“New Year, New You”
I swear I’ve heard or read that phrase at least ten times a day since 2017 kicked off. It’s not a bad mantra, but it’s also not one I’ve really felt lately. Why do I need to be “new?” Is it bad that I kind of like how I already am? Am I setting myself up for a disastrous year because I haven’t taken the time to jot down a list of resolutions?
I will admit, I’ve rarely set New Year’s resolutions. Perhaps it’s the realist in me, but I can’t really see the point. Just because something is on a list doesn’t mean I’m going to get it done. Professionally, I’m a to-do list warrior, vehemently striking each action item with gusto. Personally, however, I think my organizational tank has run dry, and I’m satisfied if I can get through a day with all the bare necessities covered. (Bathing, eating, keeping my son alive.)
When I’ve discussed resolutions with others, I’ve gotten mixed reviews. Some people swear by them and devote tons of time to crafting the perfect list. Others are like me and decide that their efforts are better spent elsewhere. I’ve even had someone question whether or not resolutions are biblical (I found this article to share with them regarding that.).
This year, I’ve decided to open my mind up to resolutions. If you’re a fellow recovering anti-resolution-ite, perhaps you’d benefit from my pro/con list. (I’m a Type-A, I’m sorry.)
Why you should set New Year’s resolutions:
- You should never settle: While I am happy with where my life is, I also don’t want to become lackadaisical. I want to constantly be pushing myself to be better.
- It’s exciting: This might go back to my Type-A tendency, but there’s something thrilling about progress being made, no matter how “small” that progress might be. I think setting resolutions (realistically) is an exciting way to ensure that you don’t waste this brand-new set of 365 days.
- They can tether you to God’s will: God has plans for all of our lives, but He has not given us the turn-by-turn directions. Finding that next step in His will for your life might come as the result of a resolution.
Why you shouldn’t set New Year’s resolutions:
- Because everyone else is: Don’t give into peer pressure! Scrambling to pull together a list of resolutions because everyone you know is doing the same is not going to have a happy ending for you. If you truly want to resolve to do something this year, it needs to be because you genuinely want to.
- For attention: Put the pen down and step away from the list if the sole reason you’re coming up with resolutions is so you can parade them in front of others. Again, you’re doing it for all the wrong reasons. If you want to have some accountability, privately ask a few friends or family members to support and pray for you during this year. But broadcasting your resolutions to gain sympathy, admiration, or even jealousy is the absolute worst way to go about this.
- To “fix” yourself: Wanting to improve your life is a noble reason to set resolutions. Believing that a list of wishes and desires will miraculously bring you happiness and self-worth is not noble (or fair) at all. Words on a piece of paper or iPhone note are not the answer.
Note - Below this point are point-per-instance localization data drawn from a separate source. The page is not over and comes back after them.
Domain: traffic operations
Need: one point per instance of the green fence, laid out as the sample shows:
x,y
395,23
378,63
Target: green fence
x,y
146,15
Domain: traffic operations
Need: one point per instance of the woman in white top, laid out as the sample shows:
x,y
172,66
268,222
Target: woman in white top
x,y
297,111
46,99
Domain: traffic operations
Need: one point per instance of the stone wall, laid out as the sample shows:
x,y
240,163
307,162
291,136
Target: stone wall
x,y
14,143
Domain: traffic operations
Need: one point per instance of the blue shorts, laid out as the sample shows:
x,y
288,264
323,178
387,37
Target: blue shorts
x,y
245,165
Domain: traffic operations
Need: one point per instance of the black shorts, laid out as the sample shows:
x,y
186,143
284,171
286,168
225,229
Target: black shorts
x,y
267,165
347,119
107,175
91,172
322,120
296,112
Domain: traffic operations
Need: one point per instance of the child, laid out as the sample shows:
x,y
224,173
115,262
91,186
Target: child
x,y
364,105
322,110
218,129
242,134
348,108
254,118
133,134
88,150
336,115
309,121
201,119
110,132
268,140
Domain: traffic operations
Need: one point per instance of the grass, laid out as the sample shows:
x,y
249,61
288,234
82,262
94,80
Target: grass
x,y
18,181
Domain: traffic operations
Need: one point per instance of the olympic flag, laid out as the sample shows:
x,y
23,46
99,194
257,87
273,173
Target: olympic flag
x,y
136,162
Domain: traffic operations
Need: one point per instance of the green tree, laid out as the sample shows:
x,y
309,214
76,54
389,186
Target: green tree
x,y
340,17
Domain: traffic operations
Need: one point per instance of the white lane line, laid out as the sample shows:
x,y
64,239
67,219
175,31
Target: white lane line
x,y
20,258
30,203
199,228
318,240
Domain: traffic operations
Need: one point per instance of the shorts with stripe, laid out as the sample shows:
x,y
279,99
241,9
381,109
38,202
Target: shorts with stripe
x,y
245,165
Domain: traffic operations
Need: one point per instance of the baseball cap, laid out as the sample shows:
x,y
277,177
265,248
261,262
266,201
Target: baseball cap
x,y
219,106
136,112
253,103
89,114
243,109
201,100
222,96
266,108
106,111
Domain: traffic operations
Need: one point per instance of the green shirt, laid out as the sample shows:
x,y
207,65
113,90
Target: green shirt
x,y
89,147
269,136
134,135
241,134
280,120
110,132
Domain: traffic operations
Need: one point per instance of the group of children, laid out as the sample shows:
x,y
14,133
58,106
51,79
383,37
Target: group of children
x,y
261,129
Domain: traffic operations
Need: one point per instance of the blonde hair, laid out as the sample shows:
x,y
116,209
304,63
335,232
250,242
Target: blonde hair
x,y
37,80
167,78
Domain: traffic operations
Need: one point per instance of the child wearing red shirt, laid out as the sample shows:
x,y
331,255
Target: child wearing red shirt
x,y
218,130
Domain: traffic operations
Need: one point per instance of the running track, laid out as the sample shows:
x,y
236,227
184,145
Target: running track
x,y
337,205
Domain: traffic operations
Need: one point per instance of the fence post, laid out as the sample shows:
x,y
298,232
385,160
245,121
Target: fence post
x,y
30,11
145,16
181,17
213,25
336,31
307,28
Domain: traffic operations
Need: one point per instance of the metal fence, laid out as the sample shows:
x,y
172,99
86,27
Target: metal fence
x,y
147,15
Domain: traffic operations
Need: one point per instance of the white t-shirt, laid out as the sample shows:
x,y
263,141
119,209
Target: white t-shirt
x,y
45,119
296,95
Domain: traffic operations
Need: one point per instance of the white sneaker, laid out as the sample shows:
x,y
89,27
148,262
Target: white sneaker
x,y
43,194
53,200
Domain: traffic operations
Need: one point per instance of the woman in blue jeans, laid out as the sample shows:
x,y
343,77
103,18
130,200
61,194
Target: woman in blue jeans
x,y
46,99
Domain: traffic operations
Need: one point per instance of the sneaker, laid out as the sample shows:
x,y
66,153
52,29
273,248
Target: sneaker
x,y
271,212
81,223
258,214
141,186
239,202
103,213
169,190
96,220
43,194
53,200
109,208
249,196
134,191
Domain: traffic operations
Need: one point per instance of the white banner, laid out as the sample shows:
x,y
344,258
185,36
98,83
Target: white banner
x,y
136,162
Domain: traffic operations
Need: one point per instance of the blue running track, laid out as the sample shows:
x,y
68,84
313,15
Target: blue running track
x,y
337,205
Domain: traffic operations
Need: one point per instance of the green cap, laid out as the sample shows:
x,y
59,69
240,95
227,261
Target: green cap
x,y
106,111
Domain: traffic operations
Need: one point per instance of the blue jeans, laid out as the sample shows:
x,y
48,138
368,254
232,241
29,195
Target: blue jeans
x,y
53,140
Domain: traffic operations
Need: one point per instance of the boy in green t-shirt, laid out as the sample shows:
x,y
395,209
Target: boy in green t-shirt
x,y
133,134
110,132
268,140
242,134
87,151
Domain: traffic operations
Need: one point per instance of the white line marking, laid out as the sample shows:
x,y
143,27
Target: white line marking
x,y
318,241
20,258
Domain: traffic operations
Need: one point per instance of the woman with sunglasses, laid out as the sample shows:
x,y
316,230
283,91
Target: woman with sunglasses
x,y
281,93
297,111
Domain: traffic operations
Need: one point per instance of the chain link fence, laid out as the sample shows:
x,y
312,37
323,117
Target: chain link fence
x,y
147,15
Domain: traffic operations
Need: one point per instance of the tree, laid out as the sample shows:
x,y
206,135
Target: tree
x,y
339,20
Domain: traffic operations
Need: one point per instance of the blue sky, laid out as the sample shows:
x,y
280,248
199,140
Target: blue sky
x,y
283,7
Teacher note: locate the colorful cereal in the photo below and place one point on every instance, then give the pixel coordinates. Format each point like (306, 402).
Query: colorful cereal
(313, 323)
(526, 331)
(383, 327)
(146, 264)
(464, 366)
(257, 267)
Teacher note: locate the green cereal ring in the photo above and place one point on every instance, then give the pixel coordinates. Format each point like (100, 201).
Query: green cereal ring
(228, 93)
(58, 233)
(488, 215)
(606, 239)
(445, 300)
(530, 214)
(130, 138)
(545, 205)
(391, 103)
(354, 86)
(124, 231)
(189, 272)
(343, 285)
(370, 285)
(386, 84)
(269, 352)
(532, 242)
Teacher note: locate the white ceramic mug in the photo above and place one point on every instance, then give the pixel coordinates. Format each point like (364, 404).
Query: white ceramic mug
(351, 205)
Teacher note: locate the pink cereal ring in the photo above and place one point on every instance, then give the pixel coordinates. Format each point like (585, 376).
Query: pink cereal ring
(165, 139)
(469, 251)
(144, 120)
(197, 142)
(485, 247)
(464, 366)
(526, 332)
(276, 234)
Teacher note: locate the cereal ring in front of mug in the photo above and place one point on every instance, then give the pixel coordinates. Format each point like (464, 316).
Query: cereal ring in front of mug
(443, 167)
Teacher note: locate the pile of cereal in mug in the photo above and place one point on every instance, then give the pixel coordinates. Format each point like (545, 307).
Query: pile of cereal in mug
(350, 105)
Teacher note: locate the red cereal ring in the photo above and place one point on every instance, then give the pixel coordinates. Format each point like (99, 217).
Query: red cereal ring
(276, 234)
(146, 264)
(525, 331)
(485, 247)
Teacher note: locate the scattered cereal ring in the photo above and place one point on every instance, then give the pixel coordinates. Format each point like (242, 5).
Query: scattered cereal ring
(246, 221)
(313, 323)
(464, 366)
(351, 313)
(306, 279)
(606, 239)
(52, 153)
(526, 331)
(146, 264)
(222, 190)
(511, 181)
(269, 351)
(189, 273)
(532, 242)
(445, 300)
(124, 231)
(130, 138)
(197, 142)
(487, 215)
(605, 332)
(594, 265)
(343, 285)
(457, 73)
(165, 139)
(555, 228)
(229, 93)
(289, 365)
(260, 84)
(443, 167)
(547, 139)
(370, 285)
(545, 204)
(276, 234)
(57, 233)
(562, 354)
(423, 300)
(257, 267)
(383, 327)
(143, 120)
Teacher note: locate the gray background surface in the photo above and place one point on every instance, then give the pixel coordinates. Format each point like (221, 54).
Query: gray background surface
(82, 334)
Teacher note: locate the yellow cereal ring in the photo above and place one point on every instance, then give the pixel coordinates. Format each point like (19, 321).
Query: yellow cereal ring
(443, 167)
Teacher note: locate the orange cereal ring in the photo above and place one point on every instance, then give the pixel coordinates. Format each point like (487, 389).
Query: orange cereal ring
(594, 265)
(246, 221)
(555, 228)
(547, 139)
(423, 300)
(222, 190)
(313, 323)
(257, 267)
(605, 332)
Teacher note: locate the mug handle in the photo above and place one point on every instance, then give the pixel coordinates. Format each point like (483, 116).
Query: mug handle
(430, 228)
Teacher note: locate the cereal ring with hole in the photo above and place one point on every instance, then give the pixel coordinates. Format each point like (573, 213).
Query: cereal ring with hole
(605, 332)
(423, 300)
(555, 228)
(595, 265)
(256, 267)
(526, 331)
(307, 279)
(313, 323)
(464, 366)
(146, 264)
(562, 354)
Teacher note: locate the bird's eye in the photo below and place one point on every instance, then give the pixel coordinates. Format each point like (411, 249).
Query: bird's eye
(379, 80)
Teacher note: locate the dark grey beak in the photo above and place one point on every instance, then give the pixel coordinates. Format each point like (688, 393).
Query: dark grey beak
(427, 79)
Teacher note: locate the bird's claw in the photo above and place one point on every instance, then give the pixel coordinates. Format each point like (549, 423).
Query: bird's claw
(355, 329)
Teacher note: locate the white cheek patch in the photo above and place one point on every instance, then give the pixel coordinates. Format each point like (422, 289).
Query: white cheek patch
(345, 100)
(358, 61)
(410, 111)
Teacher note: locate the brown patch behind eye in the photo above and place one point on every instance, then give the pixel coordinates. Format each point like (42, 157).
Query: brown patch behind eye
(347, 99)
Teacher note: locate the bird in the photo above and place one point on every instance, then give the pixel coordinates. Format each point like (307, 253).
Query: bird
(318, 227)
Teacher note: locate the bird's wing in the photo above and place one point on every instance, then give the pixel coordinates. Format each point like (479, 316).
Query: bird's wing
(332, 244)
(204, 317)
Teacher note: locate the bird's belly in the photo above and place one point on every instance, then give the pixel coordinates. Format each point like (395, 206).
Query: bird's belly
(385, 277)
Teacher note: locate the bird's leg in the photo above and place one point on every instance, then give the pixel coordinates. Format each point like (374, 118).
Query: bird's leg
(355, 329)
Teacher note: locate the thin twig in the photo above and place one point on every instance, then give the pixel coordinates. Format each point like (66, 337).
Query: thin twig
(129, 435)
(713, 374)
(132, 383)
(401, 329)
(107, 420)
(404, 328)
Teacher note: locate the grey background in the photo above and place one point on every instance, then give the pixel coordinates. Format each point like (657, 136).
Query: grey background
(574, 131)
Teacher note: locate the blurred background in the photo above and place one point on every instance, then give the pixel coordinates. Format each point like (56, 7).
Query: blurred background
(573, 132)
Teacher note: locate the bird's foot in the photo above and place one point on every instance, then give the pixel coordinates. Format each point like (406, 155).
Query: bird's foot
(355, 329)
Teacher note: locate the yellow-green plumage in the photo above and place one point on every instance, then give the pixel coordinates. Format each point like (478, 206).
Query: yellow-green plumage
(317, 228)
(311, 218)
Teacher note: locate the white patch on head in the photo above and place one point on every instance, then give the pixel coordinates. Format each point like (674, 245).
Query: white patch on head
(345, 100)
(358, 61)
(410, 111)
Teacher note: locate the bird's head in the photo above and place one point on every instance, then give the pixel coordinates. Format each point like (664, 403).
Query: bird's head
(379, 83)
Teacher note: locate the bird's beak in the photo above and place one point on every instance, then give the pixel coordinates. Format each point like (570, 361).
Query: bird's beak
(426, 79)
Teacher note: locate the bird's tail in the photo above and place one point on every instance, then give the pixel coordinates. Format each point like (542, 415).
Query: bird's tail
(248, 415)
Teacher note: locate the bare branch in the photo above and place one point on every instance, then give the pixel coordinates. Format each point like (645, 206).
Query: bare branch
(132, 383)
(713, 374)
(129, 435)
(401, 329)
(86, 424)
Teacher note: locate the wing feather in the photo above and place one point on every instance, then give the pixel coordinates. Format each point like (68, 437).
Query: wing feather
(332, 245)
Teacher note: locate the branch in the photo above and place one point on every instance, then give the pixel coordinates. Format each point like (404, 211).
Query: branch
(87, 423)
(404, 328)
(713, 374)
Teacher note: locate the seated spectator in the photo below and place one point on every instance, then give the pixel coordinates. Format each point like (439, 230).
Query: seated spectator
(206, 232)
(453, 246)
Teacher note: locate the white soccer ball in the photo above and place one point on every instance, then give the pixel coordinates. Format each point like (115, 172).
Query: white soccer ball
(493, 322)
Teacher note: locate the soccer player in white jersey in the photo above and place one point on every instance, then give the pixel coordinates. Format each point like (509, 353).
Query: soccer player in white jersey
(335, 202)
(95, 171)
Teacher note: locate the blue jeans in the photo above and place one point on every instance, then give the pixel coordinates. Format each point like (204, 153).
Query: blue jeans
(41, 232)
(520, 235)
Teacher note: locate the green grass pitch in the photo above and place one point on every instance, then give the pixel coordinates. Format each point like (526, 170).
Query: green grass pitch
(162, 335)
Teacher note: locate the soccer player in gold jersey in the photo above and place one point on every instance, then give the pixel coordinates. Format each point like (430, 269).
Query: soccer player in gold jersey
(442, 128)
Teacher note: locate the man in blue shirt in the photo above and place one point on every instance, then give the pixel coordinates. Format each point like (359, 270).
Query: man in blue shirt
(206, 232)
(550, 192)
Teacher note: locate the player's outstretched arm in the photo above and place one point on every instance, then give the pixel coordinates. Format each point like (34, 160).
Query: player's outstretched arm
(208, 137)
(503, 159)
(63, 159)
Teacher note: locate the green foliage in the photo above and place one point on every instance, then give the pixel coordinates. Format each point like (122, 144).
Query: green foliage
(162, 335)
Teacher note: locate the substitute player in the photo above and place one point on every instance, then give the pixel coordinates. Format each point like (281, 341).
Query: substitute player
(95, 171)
God is. He alone holds the keys to your happiness. He is the main source of worth on which you should be drawing. Once you acknowledge that, you will see resolutions as a support, not a cure.
Are resolutions necessary? I don’t think so. Are they helpful? Potentially. Take a moment and examine your life. Will setting resolutions help or harm you? Do you think they will make you a better steward of your life, or bring unwanted stress and distraction? It’s entirely up to you and what you believe God wants for your life in 2017. If you end up setting resolutions for yourself, I pray you benefit from them! If you end up not setting resolutions, I completely get it. In the end, the most important thing is honoring God with all He has given you. Doing so is sure to guide you toward a rewarding year indeed.